Quintero señala al GCDMX por muerte de hermanas que cayeron a coladera

CIUDAD DE MÉXICO, 18 de noviembre, (CDMX MAGACÍN). –Durante la mesa de trabajo con diputados de la Comisión de Prepuesto y Cuenta Pública del Congreso CDMX, el edil de Iztacalco Armando Quintero   se deslindó y culpo al Gobierno capitalino de lo ocurrido el pasado 10 de noviembre cuando 2 mujeres fallecieron al caer en una coladera ubicada sobre el paso peatonal de Río de la Piedad y Añil, en la Colonia Granjas México.

Quintero Martínez, argumentó que la tragedia ocurrida fue en una vía primaria y que a su administración solo le compete lo que sucede en vías secundarias, por lo que considero que el caso es responsabilidad del Sistema de Aguas, la Secretaria de Obras y de la Secretaria de Movilidad.

Para el diputado del PAN Ricardo Rubio, presente en la mesa de trabajo, el argumento del alcalde es erróneo, porque dijo que las Alcaldías si pueden atender las vías primarias mediante un convenio con el GCDMX, como dijo sucede con las podas de árboles en vías primarias y remarcó que el edil no puede deslindarse de lo que paso en su demarcación territorial.

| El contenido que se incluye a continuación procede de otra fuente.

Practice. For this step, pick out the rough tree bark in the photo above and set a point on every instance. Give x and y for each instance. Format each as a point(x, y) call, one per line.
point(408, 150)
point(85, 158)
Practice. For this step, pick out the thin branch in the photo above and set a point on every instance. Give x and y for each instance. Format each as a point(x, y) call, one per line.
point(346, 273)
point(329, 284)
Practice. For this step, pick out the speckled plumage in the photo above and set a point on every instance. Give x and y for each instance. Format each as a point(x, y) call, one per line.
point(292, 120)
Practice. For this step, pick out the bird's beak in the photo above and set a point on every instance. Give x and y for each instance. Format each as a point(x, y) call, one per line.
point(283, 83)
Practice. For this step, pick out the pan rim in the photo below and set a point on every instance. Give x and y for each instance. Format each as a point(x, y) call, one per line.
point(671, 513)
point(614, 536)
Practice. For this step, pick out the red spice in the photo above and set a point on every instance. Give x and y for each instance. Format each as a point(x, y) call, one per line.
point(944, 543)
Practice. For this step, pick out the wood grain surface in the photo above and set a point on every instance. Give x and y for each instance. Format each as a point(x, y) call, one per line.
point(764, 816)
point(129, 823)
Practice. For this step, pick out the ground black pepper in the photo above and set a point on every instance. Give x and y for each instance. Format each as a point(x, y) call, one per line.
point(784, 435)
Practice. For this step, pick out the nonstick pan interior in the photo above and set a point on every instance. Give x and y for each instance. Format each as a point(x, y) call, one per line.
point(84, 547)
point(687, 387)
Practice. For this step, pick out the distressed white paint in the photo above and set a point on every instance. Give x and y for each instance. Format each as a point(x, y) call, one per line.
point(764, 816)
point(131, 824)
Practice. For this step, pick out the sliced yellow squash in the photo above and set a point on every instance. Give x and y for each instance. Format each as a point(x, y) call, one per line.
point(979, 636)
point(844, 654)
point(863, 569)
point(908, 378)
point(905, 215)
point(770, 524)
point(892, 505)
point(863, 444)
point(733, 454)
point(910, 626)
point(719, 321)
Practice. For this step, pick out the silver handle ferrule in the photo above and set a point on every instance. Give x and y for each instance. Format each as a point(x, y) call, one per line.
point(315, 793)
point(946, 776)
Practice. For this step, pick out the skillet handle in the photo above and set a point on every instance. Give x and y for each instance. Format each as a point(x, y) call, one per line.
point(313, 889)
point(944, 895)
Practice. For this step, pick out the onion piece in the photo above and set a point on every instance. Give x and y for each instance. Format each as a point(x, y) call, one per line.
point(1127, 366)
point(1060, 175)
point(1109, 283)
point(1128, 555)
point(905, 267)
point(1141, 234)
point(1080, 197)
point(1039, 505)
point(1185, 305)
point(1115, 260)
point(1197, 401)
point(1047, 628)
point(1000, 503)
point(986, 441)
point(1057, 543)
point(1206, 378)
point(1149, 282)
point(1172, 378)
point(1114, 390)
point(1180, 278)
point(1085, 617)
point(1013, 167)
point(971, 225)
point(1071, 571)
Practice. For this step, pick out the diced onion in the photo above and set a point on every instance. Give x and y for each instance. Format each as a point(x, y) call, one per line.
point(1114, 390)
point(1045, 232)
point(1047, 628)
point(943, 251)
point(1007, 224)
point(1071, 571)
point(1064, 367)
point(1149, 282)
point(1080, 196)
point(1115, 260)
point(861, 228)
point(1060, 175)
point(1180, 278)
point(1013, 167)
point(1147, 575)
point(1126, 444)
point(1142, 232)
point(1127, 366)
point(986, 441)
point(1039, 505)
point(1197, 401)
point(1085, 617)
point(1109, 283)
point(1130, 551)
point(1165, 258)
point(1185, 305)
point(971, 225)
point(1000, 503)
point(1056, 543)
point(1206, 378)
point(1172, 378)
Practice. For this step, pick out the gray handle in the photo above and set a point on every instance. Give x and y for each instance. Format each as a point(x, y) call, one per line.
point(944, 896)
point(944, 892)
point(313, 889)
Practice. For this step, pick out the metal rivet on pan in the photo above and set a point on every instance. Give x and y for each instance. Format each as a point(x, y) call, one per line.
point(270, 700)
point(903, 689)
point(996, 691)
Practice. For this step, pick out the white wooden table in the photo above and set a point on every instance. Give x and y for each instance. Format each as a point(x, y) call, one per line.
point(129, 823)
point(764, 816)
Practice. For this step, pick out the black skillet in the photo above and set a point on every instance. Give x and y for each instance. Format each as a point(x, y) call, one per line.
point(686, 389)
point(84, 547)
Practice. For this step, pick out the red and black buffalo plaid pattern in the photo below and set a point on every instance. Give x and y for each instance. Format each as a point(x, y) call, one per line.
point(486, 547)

Criticó el que, Armando Quintero, no haya tenido un acercamiento con los familiares de las víctimas y que eso habla de una absoluta indolencia del alcalde y del Gobierno que encabeza

“Para nadie, es desconocido su actuar, hay diversos señalamientos de corrupción como el de la Dirección General Ejecutiva de Atención Jurídica por presunta extorsión a comerciantes de bajo impacto a quienes supuestamente se les cobran de 35 a 50 mil pesos. Impera la corrupción, no hay estado de derecho, hay antidemocracia”, dijo Rubio Torres.Remarcó que, el alcalde, solo se dedica a “golpear “a la oposición y no a ver por la ciudadanía.

Sobre el punto donde las jóvenes murieron, expuso que se ubica detrás de un predio donde la Alcaldía realiza anualmente la feria anual del juguete donde es necesario un Permiso Temporal Revocable (PTR) el cual reveló fue asignado la esposa e hijo del director de Servicios Urbanos.

Lo anterior, remarcó el diputado es un “conflicto de intereses clarísimo” (porque la propietaria del PTR, es la esposa del director). Consideró que es “increíble” que siendo el director no se haya percatado de que había que cuidar los alrededores y evitar por ejemplo que no hubiera coladera sin tapa como fue el caso de donde ocurrió el incidente.